Un besoin de jeunesse dans les mairies rurales
Sylvain André, dans la quarantaine, pilote Cendras, une commune du Gard d’environ 1 600 habitants. Élu dès l’âge de 25 ans, il déplore le manque d’intérêt des jeunes pour la politique. « Il faut cette énergie de la jeunesse. Cela ferait du bien, et on a du mal à attirer des jeunes dans nos conseils municipaux. Je m’efforce de les approcher, de les convaincre de travailler ensemble. On teste des choses à travers des festivités pour séduire et engager. »
« On a du mal à faire s’inscrire les jeunes dans nos conseils municipaux », déclare Sylvain André, maire de Cendras, dans une prise de parole à 42mag.fr.
Selon une étude de l’Association nationale des conseils d’enfants et de jeunes, ces cinq dernières années ont vu près de huit communes rurales sur dix lancer des actions d’information et de sensibilisation à l’engagement citoyen.
Une sensibilisation et des soutiens pour se lancer
Mais certains jeunes veulent encore s’engager en politique. Baptiste Pizzato, qui approche des 18 ans, prévoit de s’inscrire sur la liste électorale d’un candidat à la mairie d’Arceau (environ 1 000 habitants), en Côte-d’Or. Son impulse vient de son grand-père, militaire, et de son rôle de porte-drapeau. Il exhibe fièrement sur son téléphone des photos de sa première cérémonie et déclare: « On est parfaitement habillés pour ce moment de respect. Il faut être fier et bien porter. Mon grand-père nous a quittés l’an dernier; chaque fois que je tiens le drapeau, je pense à lui car c’était une vraie fierté pour lui. Tout cela motive aussi ma démarche. »
Pour l’aider dans ce chemin, Baptiste bénéficie du soutien du maire de sa commune. Dans ce contexte, beaucoup estiment qu’il est temps de laisser la main: Chantal Gantch, 72 ans, maire de Savignac de l’Isle en Gironde, annonce qu’elle ne se présentera pas à la prochaine échéance de mars 2026. « Moi, j’ai confiance en la jeunesse. C’est leur société qu’ils construiront demain. Mon heure est venue de se retirer. » Elle affirme vouloir passer le relais et elle est venue avec une « jeune » de son entourage pour 2026. En soutien, elle promeut Céline Goeury, 34 ans, première adjointe dans une petite commune de 350 habitants, en Gironde. « Je me présente en tête de liste à Latresne », précise-t-elle. « Je n’ai jamais été en politique; je n’ai pas de carte.

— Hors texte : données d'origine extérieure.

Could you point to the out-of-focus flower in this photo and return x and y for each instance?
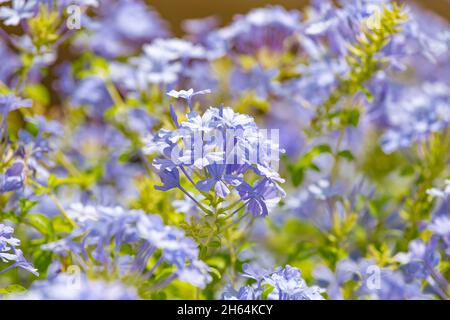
(102, 226)
(68, 286)
(10, 253)
(20, 9)
(286, 283)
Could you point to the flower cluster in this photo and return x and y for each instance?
(219, 149)
(9, 251)
(103, 227)
(136, 163)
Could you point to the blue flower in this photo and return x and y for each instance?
(221, 147)
(284, 283)
(14, 177)
(10, 103)
(21, 9)
(187, 95)
(77, 286)
(10, 253)
(421, 259)
(217, 180)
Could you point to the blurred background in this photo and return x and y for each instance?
(176, 11)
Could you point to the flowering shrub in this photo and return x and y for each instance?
(288, 155)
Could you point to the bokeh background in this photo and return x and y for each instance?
(175, 11)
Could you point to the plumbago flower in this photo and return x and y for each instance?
(165, 62)
(104, 233)
(13, 161)
(9, 253)
(281, 284)
(65, 286)
(223, 155)
(266, 27)
(440, 222)
(113, 33)
(428, 109)
(19, 10)
(372, 282)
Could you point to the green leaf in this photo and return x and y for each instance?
(14, 288)
(41, 223)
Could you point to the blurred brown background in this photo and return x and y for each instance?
(176, 11)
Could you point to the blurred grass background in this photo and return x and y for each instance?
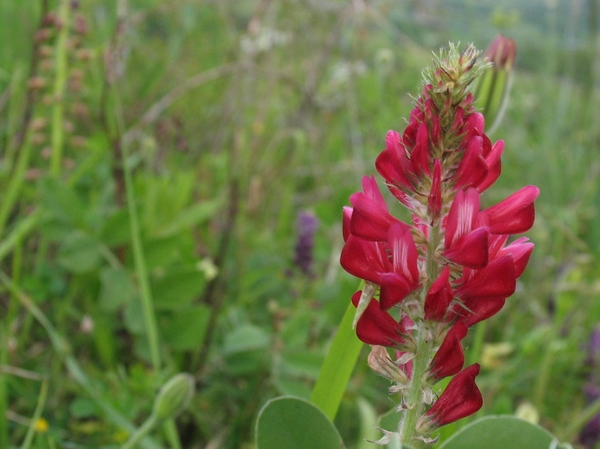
(229, 118)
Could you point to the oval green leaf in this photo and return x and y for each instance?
(293, 423)
(501, 432)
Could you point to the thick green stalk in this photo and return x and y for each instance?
(150, 325)
(60, 80)
(11, 192)
(3, 392)
(414, 398)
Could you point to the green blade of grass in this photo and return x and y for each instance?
(337, 367)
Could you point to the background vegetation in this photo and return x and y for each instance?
(155, 157)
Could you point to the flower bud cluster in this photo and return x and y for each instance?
(427, 282)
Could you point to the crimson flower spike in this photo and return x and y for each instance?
(427, 282)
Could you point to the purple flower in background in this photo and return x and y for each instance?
(590, 434)
(307, 224)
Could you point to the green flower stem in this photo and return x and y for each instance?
(478, 341)
(414, 398)
(63, 351)
(60, 80)
(36, 415)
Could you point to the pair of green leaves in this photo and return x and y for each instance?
(294, 423)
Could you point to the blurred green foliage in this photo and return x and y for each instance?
(232, 117)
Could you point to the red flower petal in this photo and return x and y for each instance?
(461, 398)
(364, 259)
(439, 297)
(494, 165)
(513, 215)
(404, 253)
(449, 358)
(376, 327)
(462, 215)
(470, 251)
(497, 280)
(479, 309)
(419, 156)
(520, 250)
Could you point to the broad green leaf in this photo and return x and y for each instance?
(177, 289)
(185, 329)
(245, 338)
(116, 288)
(79, 253)
(116, 229)
(337, 367)
(293, 423)
(501, 432)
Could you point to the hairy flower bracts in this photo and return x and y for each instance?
(427, 282)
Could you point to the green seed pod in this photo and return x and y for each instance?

J’ai simplement choisi de rester dans ma commune pour poursuivre mes études à Bordeaux, mes parents étant non loin. On est venu me chercher et, après deux mandats, je suis toujours là… »
Une mission entre passion et équilibre
Malgré les contraintes et les responsabilités qu’impliquent un mandat d’élu, ces jeunes candidats ne baissent pas les bras. Céline Goeury a dû composer avec des compromis qui ne vont pas toujours de soi, notamment en matière de vie privée et de couple. « Quand j’ai accepté la tête de liste, j’étais très motivée, mais il fallait en discuter parce que cela a forcément un impact, même sur le plan matériel. Aujourd’hui, je vis des indemnités et je ne peux pas emprunter. Du coup, acheter une maison peut devenir problématique, mais ce n’est pas pour autant une situation catastrophique. »

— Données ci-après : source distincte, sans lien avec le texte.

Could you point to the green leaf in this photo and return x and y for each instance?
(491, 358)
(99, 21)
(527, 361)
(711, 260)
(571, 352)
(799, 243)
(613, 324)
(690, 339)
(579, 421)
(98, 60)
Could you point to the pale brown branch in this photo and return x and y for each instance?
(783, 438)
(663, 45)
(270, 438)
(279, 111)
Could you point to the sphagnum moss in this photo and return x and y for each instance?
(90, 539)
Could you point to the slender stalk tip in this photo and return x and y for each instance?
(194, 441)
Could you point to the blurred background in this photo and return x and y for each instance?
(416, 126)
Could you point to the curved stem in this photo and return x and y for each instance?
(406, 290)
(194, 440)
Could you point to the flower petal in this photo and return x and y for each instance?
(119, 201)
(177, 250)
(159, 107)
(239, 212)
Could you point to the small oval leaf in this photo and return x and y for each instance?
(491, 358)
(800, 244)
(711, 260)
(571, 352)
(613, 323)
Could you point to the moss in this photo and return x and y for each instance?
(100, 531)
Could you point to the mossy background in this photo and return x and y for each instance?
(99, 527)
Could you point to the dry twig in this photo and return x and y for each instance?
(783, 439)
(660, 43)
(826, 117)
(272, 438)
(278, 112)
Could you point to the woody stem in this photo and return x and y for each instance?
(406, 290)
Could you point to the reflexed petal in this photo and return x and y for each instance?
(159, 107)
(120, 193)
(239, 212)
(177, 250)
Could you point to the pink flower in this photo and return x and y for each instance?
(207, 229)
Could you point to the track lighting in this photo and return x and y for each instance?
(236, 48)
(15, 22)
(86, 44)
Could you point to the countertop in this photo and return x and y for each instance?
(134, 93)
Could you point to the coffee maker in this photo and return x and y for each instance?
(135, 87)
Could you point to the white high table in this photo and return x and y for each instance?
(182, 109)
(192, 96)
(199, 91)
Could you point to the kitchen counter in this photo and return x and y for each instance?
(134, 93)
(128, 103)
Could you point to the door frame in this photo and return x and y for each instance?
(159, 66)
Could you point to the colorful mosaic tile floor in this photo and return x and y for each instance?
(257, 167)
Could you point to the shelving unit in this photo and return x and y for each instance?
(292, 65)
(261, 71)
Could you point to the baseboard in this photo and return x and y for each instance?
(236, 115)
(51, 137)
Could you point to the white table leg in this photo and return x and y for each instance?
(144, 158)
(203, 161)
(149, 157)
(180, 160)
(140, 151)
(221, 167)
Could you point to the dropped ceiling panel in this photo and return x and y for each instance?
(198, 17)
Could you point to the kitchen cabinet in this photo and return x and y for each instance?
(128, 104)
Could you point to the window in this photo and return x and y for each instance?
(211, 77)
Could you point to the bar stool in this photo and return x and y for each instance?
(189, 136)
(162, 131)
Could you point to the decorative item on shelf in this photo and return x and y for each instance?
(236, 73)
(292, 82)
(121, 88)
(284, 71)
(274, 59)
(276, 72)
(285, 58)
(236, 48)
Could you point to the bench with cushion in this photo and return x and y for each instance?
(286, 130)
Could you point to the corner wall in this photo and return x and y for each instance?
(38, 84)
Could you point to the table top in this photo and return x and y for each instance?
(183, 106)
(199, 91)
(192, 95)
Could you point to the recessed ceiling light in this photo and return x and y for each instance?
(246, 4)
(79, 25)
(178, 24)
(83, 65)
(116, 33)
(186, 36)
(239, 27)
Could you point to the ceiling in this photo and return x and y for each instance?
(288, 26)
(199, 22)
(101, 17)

« Cela oblige à s’adapter d’une manière un peu différente par rapport à des amis qui n’ont pas ces engagements », remarque Céline, première adjointe dans une petite localité.
Aujourd’hui, Céline affirme tenir le coup grâce à sa passion pour sa mission. Elle s’accorde aussi un week-end par mois, durant lequel elle coupe tout afin de préserver sa vie personnelle.

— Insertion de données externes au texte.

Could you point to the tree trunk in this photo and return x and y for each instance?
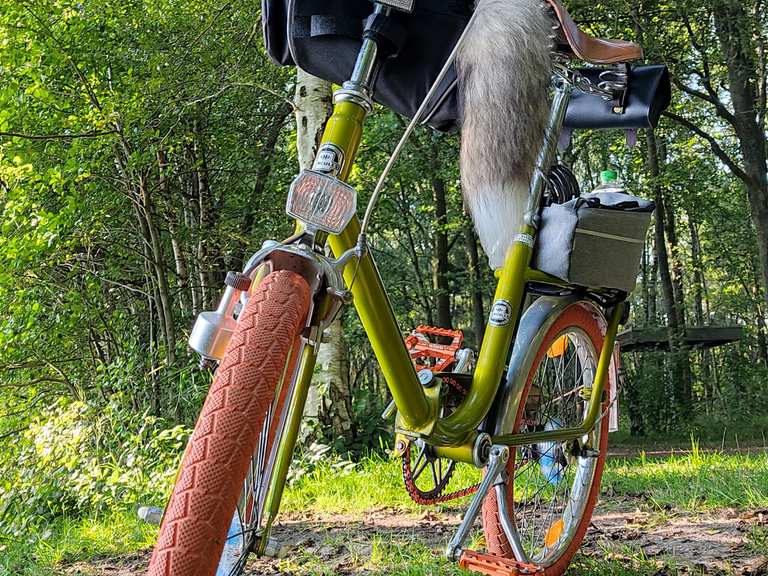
(475, 280)
(440, 262)
(313, 107)
(680, 362)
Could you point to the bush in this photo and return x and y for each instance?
(84, 458)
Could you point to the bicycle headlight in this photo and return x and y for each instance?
(322, 202)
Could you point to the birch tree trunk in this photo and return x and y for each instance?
(330, 398)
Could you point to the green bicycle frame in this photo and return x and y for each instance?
(418, 406)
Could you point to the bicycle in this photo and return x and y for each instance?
(536, 427)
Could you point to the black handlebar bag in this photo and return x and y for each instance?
(324, 37)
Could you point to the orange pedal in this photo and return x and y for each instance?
(495, 565)
(431, 355)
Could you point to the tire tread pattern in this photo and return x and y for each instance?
(213, 468)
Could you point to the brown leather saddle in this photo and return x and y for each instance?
(589, 48)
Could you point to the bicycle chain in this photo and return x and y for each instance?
(414, 492)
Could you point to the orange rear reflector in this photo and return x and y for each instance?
(558, 347)
(554, 533)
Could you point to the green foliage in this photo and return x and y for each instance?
(146, 148)
(82, 459)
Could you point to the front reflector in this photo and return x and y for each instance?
(322, 202)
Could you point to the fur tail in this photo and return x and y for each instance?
(504, 73)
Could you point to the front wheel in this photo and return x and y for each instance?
(552, 487)
(199, 517)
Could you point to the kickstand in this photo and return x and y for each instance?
(497, 462)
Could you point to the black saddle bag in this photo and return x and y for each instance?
(323, 37)
(648, 95)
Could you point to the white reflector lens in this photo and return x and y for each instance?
(322, 202)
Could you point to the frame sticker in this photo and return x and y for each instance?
(501, 313)
(329, 159)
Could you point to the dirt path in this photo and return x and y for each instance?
(718, 542)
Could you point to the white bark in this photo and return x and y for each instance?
(329, 395)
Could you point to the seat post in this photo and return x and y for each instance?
(358, 87)
(563, 90)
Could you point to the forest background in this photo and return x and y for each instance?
(146, 147)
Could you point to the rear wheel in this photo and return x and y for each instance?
(552, 486)
(201, 516)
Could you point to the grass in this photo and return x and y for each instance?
(67, 541)
(693, 482)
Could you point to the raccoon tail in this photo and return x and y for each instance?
(504, 71)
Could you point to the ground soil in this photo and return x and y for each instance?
(714, 542)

La question de l’équilibre entre vie professionnelle et vie privée est précisément au cœur d’une proposition de loi qui doit être examinée par le Sénat cet automne. L’Association des maires ruraux de France pousse pour que le texte soit adopté rapidement, y voyant une porte ouverte pour attirer davantage de candidats lors des municipales prévues en mars 2026.